Иосиф с удивлением и надеждой поглядел на соседа по столику, заговорившего о том, что никогда не приходит в голову подавляющему большинству.

– Мог бы им стать, – подхватил он. – Поскольку в истории человечества был только один Наполеон, да и тот кончил жизнь не так, как хотел, то есть мечты своей не добился. Не от того ли и у других не сбываются великие мечты, что на пути к ним человек должен жить совершенно по своему, а всех, кто желает жить по своему, следуя только своей тропой, – их рано или поздно что-то останавливает, некая неведомая сила, которая хитро, незаметно подставляет им ложную тропу, то есть тропу в фальшивое будущее?

Каликин заводился без алкоголя. Он черпал вдохновение в собеседнике – не в каждом, конечно, собеседнике. Иосиф вдруг оказался не каждым.

– Верно, верно, – сказал Каликин. – Ибо любой собственный путь – это чаще всего тот путь, на котором желательно иметь как можно меньше ограничений в виде общепринятой морали, нравов, обычаев, законов. Путь этот я бы назвал истинным, но к истине, в чём бы она не была, нас не пускает какая-то сила.

У Иосифа не было друзей, поскольку он не считал другом первого встречного человека, с которым он выпил, побеседовал, может быть, даже задушевно, с которым обнялся на прощание с клятвой завтра же созвониться. Не считал он друзьями и тех знакомых, с которыми он объединялся, чтобы чего-нибудь отпраздновать, то есть всего-навсего выпить, поесть, поболтать чёрт знает о чём, и, может быть, даже сыграть в картишки. И вдруг в облике человека, только что подсевшего к нему, он учуял родную душу. Оба друг другу не представились – просто никак не могли поймать удачный, естественный момент, чтобы назвать свои имена. Впрочем, это было неважно, головы обоих переполняли вещи более интересные, далеко отстоящие от обыденности. Пребывая в переполненном ресторане, они находились, как будто, в капсуле или в каком-то другом пространстве.

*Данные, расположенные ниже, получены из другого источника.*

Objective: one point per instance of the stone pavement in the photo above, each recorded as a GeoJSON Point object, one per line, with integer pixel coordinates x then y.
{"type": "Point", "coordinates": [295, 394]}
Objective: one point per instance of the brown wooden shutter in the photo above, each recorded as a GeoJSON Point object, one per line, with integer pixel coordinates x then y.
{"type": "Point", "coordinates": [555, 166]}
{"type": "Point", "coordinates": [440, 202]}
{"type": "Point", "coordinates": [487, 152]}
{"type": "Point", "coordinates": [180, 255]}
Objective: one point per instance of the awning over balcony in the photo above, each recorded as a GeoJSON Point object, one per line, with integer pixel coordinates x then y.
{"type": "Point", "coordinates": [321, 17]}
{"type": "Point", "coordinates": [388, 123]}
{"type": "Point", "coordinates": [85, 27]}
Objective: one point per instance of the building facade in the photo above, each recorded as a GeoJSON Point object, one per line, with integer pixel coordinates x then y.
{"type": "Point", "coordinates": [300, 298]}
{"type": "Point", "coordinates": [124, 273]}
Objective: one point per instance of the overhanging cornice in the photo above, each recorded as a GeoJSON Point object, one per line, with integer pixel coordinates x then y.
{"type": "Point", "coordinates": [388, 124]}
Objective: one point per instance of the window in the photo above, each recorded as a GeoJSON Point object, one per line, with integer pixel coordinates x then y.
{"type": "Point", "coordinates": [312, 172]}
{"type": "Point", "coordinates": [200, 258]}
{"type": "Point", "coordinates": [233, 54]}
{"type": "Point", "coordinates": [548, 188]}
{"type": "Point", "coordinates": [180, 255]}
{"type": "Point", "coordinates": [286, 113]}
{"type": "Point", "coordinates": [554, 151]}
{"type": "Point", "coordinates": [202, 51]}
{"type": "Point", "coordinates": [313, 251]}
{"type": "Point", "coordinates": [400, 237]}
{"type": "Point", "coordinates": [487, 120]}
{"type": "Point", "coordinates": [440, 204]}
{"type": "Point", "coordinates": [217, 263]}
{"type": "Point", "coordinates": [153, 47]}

– И вот, – говорил Каликин, пока Иосиф его слушал с жадностью изголодавшегося человека, – мне показалось, что я испытал то, что не испытывал никогда. Пока я сидел, отвернувшись от женщины и глядя в окно невидящим взглядом, меня обволакивало оцепенение; иначе, я чувствовал, что впадал в то тоскливое окаменение, в котором – большая часть нашей жизни, хотя подобное состояние мы почему-то считаем нормальным. Как вдруг ощутил, что в окно ворвался стремительный, позванивающий поток, он затопил всю нашу комнату и сквозь стены понёсся дальше. Я с удивлением заметил, что моя женщина и предметы стали подрагивать и меняться. Я взглянул на неё внимательно и понял, что за считанные секунды она, как будто, слегка постарела. И стол, где лежала её рука, тоже слегка потускнел, обветшал. Можно долго смотреть на камень, на который накатываются волны, но попробуй заметить, что камень стачивается; однако, в тот день, сидя в той комнате и замечая, как всё вокруг меняется, стареет на глазах, я мог бы, наверное, заметить и то, как единственная волна уменьшает приморский камень.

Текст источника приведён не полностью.